Parce qu'il vous paie pour le "travail" que vous avez exécuté pour lui ; il n'a absolument aucun souci de ce dont vous pouvez avoir besoin : ce n'est absolument pas son affaire ; d'ailleurs, les patrons eux-mêmes ne se gênent pas pour le dire :" ils ne sont pas des sociétés de bienfaisance" et, "en affaires, on ne fait pas de sentiment" : c'est la loi de l'offre et de la demande qui joue, ce qui signifie que, plus il y a de candidats pour un poste donné et moins il pourra les payer. C'est la règle du système ! Heureusement, les syndicats veillent et ils ont obtenu que les rémunérations soient fixées par des conventions paritaires par secteurs. Si bien, que les patrons ne sont plus les seuls maîtres du jeu comme ils l'étaient au XIXième siècle.

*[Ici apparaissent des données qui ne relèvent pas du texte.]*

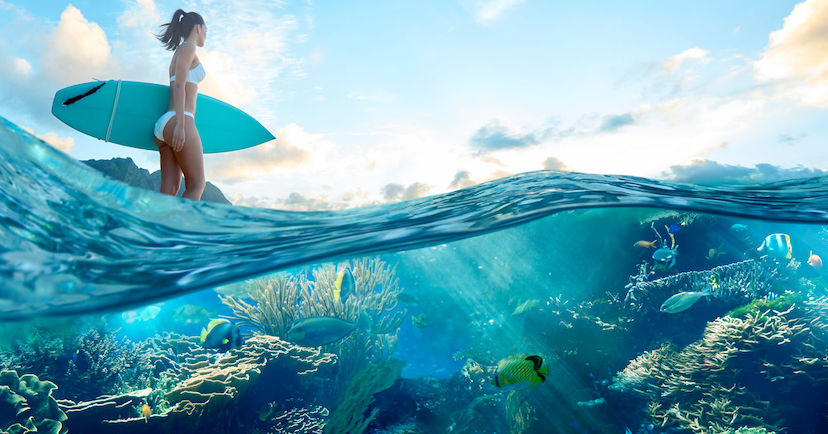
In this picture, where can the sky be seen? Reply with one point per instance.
(373, 102)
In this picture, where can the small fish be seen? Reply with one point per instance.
(714, 253)
(323, 330)
(814, 261)
(420, 321)
(345, 285)
(221, 334)
(407, 299)
(141, 315)
(520, 371)
(777, 246)
(645, 244)
(666, 256)
(682, 301)
(146, 411)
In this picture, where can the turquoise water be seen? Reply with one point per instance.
(96, 275)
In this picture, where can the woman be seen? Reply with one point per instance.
(175, 133)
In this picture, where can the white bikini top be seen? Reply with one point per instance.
(195, 76)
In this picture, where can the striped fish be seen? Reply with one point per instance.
(777, 246)
(520, 372)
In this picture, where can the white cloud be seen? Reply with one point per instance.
(76, 50)
(488, 10)
(21, 67)
(140, 13)
(796, 58)
(292, 148)
(249, 53)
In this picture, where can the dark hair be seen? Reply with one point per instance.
(180, 26)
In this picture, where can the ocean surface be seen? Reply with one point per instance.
(542, 302)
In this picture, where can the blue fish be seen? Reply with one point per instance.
(666, 256)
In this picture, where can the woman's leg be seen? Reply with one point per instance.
(170, 171)
(190, 159)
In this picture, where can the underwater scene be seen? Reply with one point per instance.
(546, 302)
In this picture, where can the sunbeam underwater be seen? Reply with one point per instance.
(75, 241)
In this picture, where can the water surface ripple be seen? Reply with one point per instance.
(73, 240)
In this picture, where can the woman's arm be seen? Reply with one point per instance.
(186, 54)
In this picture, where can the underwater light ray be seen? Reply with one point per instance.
(75, 241)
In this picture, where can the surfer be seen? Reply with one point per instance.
(175, 132)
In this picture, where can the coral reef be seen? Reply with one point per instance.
(293, 416)
(280, 300)
(101, 365)
(349, 415)
(27, 405)
(93, 363)
(739, 283)
(750, 372)
(82, 415)
(211, 394)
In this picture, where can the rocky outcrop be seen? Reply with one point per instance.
(125, 170)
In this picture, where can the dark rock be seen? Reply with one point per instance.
(125, 170)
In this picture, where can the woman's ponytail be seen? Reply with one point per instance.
(180, 26)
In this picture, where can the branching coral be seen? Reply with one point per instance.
(293, 416)
(215, 392)
(276, 303)
(281, 300)
(27, 405)
(349, 416)
(737, 282)
(102, 364)
(737, 372)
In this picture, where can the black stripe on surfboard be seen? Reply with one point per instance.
(77, 98)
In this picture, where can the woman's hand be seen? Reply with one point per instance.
(179, 136)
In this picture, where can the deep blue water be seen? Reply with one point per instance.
(73, 242)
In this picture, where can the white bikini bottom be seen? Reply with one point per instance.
(162, 122)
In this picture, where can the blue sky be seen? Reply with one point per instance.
(383, 101)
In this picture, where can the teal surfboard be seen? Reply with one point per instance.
(124, 112)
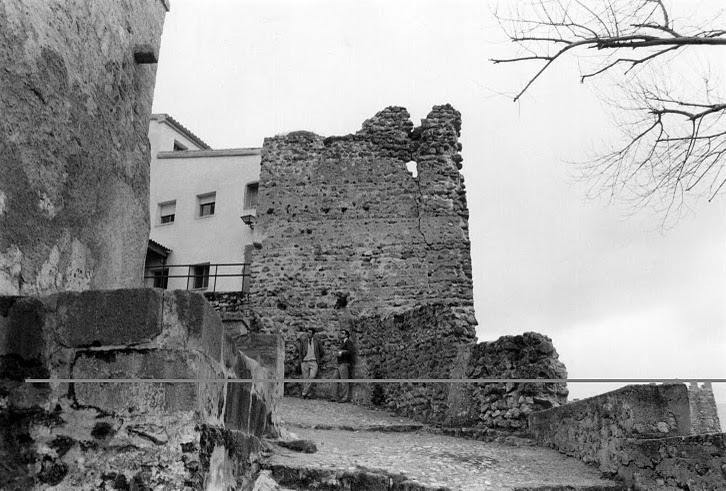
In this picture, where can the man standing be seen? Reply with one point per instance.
(311, 354)
(345, 359)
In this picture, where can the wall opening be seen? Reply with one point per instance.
(412, 167)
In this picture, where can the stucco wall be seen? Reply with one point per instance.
(220, 238)
(75, 113)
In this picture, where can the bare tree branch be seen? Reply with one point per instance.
(677, 142)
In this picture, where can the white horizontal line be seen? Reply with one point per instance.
(372, 380)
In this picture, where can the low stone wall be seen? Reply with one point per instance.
(704, 414)
(595, 429)
(97, 435)
(672, 464)
(642, 433)
(432, 342)
(506, 406)
(226, 302)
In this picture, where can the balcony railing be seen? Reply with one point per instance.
(199, 276)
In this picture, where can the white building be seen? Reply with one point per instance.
(199, 199)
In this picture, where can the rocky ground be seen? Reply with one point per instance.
(358, 448)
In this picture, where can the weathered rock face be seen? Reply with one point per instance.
(349, 238)
(424, 343)
(642, 433)
(115, 435)
(347, 231)
(704, 414)
(74, 153)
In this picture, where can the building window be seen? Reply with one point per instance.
(206, 204)
(251, 195)
(201, 275)
(178, 147)
(167, 211)
(161, 278)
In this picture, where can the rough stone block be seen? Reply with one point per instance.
(76, 213)
(138, 397)
(22, 321)
(109, 318)
(200, 324)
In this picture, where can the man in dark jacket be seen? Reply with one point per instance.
(311, 356)
(345, 360)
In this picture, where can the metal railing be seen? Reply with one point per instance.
(199, 276)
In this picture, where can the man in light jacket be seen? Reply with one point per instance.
(311, 356)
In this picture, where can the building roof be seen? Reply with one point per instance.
(159, 249)
(165, 118)
(224, 152)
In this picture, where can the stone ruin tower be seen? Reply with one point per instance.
(349, 238)
(347, 231)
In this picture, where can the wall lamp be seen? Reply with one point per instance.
(249, 220)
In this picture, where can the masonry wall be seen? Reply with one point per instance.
(75, 107)
(146, 435)
(704, 413)
(641, 433)
(346, 231)
(423, 343)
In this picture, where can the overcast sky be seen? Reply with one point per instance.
(620, 294)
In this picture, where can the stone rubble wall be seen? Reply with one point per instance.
(346, 231)
(164, 436)
(507, 406)
(424, 343)
(226, 302)
(75, 105)
(672, 464)
(704, 413)
(642, 433)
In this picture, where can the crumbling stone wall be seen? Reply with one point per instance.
(76, 88)
(105, 435)
(423, 343)
(704, 413)
(675, 463)
(595, 429)
(346, 231)
(641, 433)
(349, 238)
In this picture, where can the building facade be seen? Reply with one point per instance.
(202, 209)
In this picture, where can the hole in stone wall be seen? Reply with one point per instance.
(412, 167)
(342, 301)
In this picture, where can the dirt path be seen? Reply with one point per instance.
(399, 453)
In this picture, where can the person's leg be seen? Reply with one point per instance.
(305, 368)
(336, 389)
(345, 386)
(313, 372)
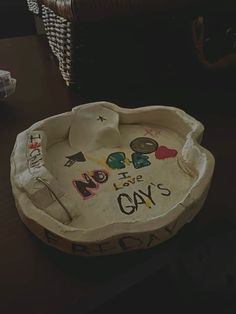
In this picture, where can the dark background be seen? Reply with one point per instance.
(15, 19)
(201, 278)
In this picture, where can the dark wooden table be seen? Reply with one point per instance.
(200, 259)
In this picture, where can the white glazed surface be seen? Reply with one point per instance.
(137, 206)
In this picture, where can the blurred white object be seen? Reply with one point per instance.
(7, 84)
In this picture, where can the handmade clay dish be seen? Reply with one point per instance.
(104, 179)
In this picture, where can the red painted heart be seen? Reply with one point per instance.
(164, 152)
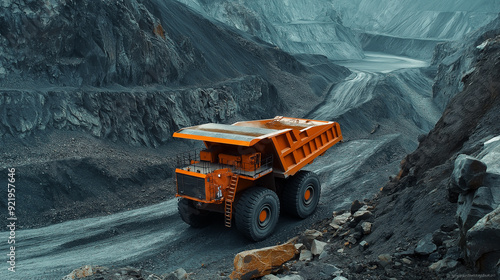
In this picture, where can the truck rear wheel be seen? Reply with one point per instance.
(257, 213)
(191, 215)
(301, 194)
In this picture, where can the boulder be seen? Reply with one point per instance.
(482, 242)
(367, 227)
(317, 247)
(180, 273)
(425, 246)
(305, 255)
(292, 277)
(362, 214)
(270, 277)
(468, 174)
(472, 207)
(340, 219)
(259, 262)
(308, 236)
(82, 272)
(384, 259)
(355, 206)
(444, 265)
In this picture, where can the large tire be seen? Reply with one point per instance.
(257, 213)
(191, 215)
(300, 195)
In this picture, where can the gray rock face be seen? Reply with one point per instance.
(472, 207)
(482, 242)
(299, 26)
(425, 246)
(455, 62)
(468, 174)
(158, 66)
(143, 117)
(449, 19)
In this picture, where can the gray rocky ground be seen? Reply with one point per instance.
(91, 91)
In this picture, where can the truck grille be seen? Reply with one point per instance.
(191, 186)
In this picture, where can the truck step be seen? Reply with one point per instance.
(228, 213)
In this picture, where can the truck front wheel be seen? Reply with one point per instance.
(257, 213)
(191, 215)
(301, 194)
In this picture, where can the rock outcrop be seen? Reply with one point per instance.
(259, 262)
(482, 246)
(158, 66)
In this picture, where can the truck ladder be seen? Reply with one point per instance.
(230, 199)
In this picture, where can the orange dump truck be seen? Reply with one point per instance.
(248, 169)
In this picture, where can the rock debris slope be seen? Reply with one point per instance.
(413, 28)
(294, 26)
(83, 82)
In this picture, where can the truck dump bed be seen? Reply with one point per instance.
(294, 142)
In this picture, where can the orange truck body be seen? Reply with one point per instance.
(240, 155)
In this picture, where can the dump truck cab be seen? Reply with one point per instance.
(248, 169)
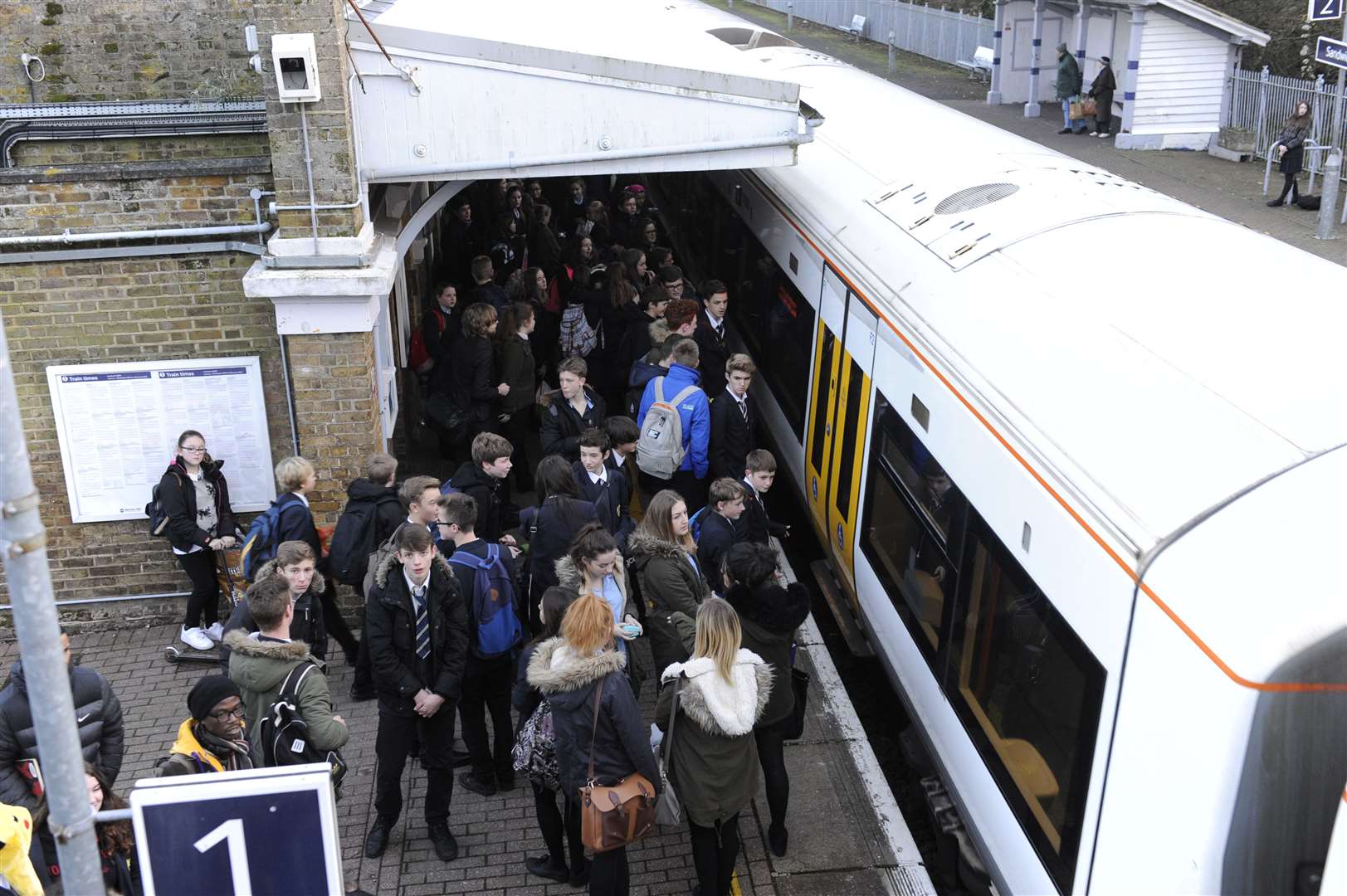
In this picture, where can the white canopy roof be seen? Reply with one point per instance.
(534, 86)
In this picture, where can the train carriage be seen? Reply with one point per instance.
(1070, 445)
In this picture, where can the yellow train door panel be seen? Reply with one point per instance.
(850, 421)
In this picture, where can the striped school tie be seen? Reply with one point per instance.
(422, 624)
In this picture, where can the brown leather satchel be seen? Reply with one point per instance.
(613, 816)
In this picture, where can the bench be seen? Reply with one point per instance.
(979, 65)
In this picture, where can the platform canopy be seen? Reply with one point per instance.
(516, 88)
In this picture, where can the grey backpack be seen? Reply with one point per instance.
(659, 450)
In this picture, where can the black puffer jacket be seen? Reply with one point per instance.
(389, 632)
(178, 498)
(622, 744)
(769, 616)
(97, 713)
(307, 626)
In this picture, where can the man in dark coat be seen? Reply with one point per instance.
(97, 714)
(1102, 90)
(417, 624)
(1068, 88)
(733, 419)
(484, 479)
(570, 410)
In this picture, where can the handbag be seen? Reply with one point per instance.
(670, 809)
(800, 688)
(535, 751)
(613, 816)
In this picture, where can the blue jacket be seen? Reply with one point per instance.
(694, 412)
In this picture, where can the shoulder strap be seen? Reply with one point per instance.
(683, 394)
(598, 695)
(664, 751)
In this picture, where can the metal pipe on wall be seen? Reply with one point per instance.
(25, 544)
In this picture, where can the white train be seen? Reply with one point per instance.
(1075, 449)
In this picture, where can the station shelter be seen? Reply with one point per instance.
(1172, 61)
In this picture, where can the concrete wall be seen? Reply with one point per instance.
(125, 49)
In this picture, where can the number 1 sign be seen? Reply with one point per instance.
(216, 835)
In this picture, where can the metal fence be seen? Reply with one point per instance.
(1261, 101)
(949, 36)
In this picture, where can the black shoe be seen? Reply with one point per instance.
(376, 841)
(579, 876)
(776, 838)
(543, 867)
(471, 782)
(443, 842)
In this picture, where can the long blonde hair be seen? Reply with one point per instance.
(718, 635)
(659, 520)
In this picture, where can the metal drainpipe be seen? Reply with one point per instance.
(309, 172)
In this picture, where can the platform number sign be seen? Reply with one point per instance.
(1325, 10)
(239, 833)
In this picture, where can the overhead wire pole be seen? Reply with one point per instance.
(25, 544)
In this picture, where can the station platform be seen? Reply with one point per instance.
(847, 831)
(1228, 189)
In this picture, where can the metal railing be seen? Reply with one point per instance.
(1261, 103)
(949, 36)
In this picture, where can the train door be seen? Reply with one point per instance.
(856, 364)
(827, 353)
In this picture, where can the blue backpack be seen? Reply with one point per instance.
(263, 539)
(694, 524)
(499, 630)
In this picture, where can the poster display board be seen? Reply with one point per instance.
(118, 425)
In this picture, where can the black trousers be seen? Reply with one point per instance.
(203, 604)
(771, 743)
(486, 688)
(553, 822)
(335, 623)
(609, 874)
(715, 852)
(396, 734)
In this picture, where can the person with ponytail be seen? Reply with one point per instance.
(582, 673)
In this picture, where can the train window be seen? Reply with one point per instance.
(1028, 691)
(821, 403)
(900, 538)
(849, 440)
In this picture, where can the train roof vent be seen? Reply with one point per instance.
(975, 197)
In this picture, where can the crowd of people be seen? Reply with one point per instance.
(564, 358)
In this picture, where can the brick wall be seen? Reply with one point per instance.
(127, 310)
(125, 50)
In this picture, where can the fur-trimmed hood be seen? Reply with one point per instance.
(775, 608)
(720, 706)
(558, 671)
(261, 666)
(315, 587)
(642, 542)
(438, 565)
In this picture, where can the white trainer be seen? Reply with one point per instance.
(196, 639)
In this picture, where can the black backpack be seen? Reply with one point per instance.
(155, 511)
(283, 732)
(354, 542)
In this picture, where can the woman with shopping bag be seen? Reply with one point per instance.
(710, 756)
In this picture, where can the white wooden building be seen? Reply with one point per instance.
(1172, 60)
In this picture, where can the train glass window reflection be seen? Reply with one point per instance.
(1028, 691)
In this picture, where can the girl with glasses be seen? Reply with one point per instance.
(196, 499)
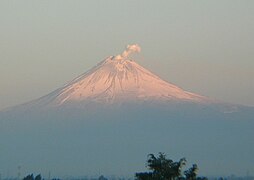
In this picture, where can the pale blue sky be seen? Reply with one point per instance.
(202, 46)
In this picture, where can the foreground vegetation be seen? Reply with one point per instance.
(160, 168)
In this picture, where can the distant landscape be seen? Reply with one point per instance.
(126, 89)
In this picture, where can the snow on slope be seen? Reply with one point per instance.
(119, 79)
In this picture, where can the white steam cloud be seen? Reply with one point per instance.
(135, 48)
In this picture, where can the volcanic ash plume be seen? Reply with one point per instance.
(135, 48)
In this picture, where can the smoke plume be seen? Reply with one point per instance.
(135, 48)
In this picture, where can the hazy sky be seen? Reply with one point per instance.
(205, 47)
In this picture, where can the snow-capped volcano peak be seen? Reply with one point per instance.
(119, 79)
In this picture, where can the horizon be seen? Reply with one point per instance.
(63, 111)
(202, 47)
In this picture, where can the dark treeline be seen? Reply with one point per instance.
(160, 168)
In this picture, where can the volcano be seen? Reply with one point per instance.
(108, 119)
(116, 80)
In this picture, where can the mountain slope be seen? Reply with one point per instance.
(118, 79)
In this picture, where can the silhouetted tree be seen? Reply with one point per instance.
(162, 168)
(31, 177)
(191, 174)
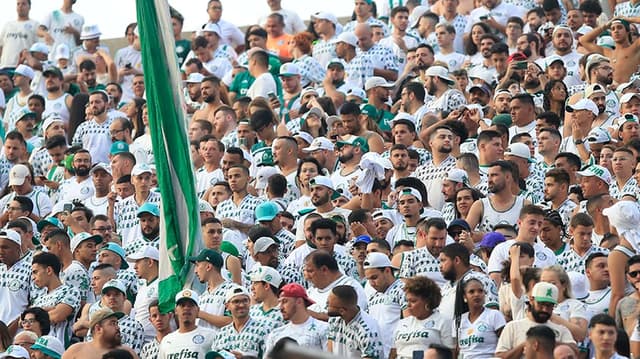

Les salaires que vous percevez n'ont aucun rapport avec vos besoins, c'est une rémunération « en l'air », avec laquelle n'avez qu'à tirer votre plan. Mais l'ensemble de la production des produits consommables a affaire avec vos besoins parce qu'elle seule peut satisfaire vos besoins.

Et ces produits consommables, nous avons les moyens techniques de les multiplier, à l'infini, (ce qui n'est pas nécessaire ni possible) de manière à satisfaire tous les besoins humains du monde entier.

Qu'est-ce qui s'y oppose ? Le système dit capitaliste qui ne peut produire que pour satisfaire les besoins solvables.

Il faut instaurer d'urgence le système financier préconisé par Jacques Duboin, à savoir émettre la monnaie dans la même proportion que les produits consommables et distribuer cette monnaie à tous les hommes.

 

Cette monnaie représentera ce à quoi ils ont droit par nature. Et ainsi toute la production pourra s'écouler entièrement, il n'y aura plus formation de stocks qui sont la hantise du système propriétariste et qui provoquent les crises qu'on dit" financières", de façon à noyer le poisson et que le peuple n'arrive pas à comprendre (ce qui serait vraiment dramatique,devinez pour qui ?).